While temperature rises appear to be consistent with the projections made in the [Intergovernmental Panel on Climate Change’s] fourth assessment report (AR4), satellite measurements show that sea-levels are actually rising at a rate of 3.2 mm a year compared to the best estimate of 2 mm a year in the report. …
Satellites measure sea-level rise by bouncing radar waves back off the sea surface and are much more accurate than tide gauges as they have near-global coverage; tide gauges only sample along the coast. Tide gauges also include variability that has nothing to do with changes in global sea level, but rather with how the water moves around in the oceans, such as under the influence of wind.

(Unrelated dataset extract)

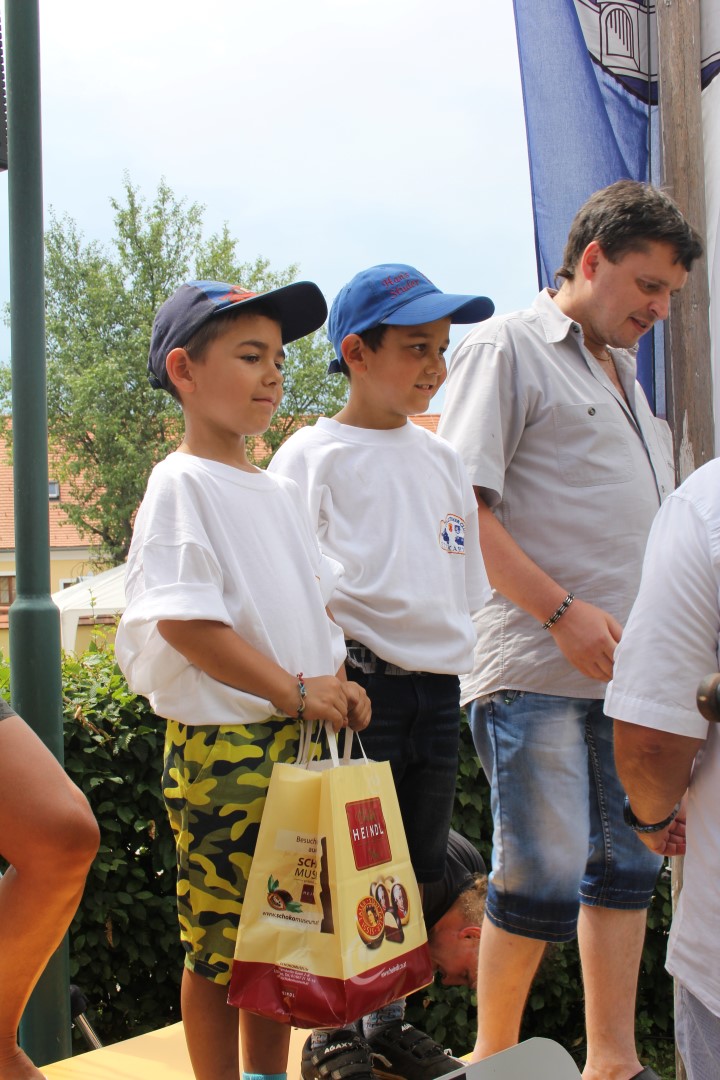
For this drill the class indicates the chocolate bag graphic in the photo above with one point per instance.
(331, 925)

The study also shows that it is very unlikely that the increased rate is down to internal variability in our climate system and also shows that non-climatic components of sea-level rise, such as water storage in reservoirs and groundwater extraction, do not have an effect on the comparisons made.

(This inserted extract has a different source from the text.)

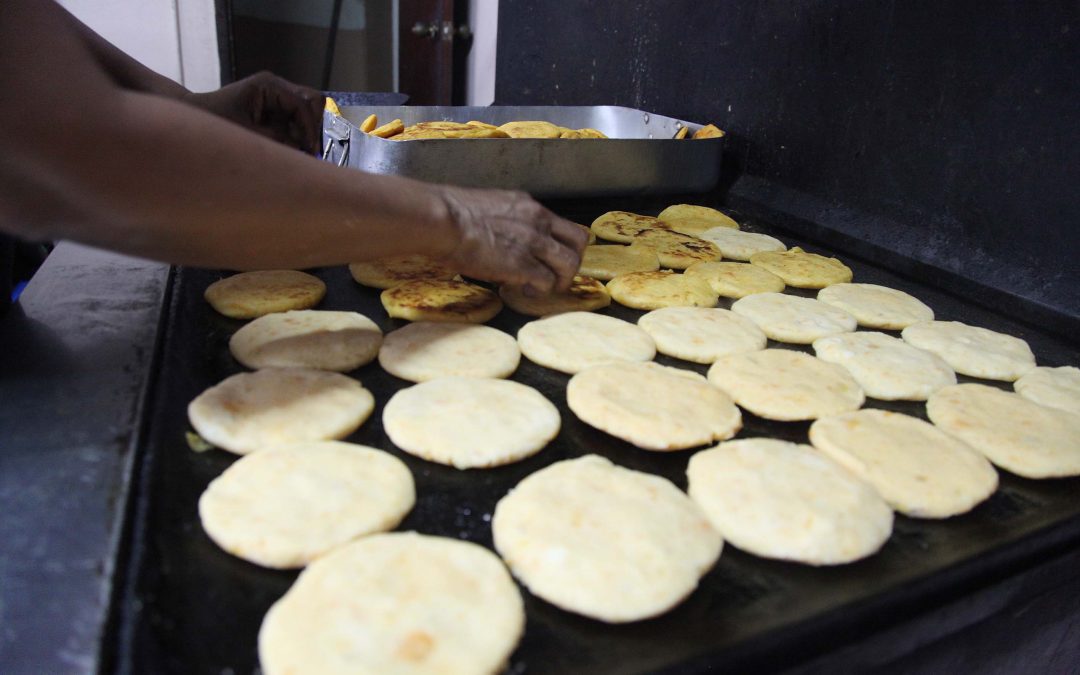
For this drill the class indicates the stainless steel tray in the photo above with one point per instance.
(640, 157)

Which means that in 88 years, New York’s harbor will be at least 11 inches higher — assuming that the speed of the rise doesn’t increase still more.
From The Guardian:
The faster sea-level rise means the authorities will have to take even more ambitious measures to protect low-lying population centres — such as New York City, Los Angeles or Jacksonville, Florida — or risk exposing millions more people to a destructive combination of storm surges on top of sea-level rise, scientists said.
Scientists earlier this year found sea-level rise had already doubled the annual risk of historic flooding across a widespread area of the United States. …
“The study indicates that this is going to be as bad or worse than the worst case scenarios of the IPCC so whatever you were planning from Cape Hatteras to Cape Cod in terms of how you were preparing for sea-level rise — if you thought you had enough defences in place, you probably need more,” [study coauthor Grant] Foster said.
The other lesson of Sandy, of course, was that we should be under no impression that we have enough defenses in place.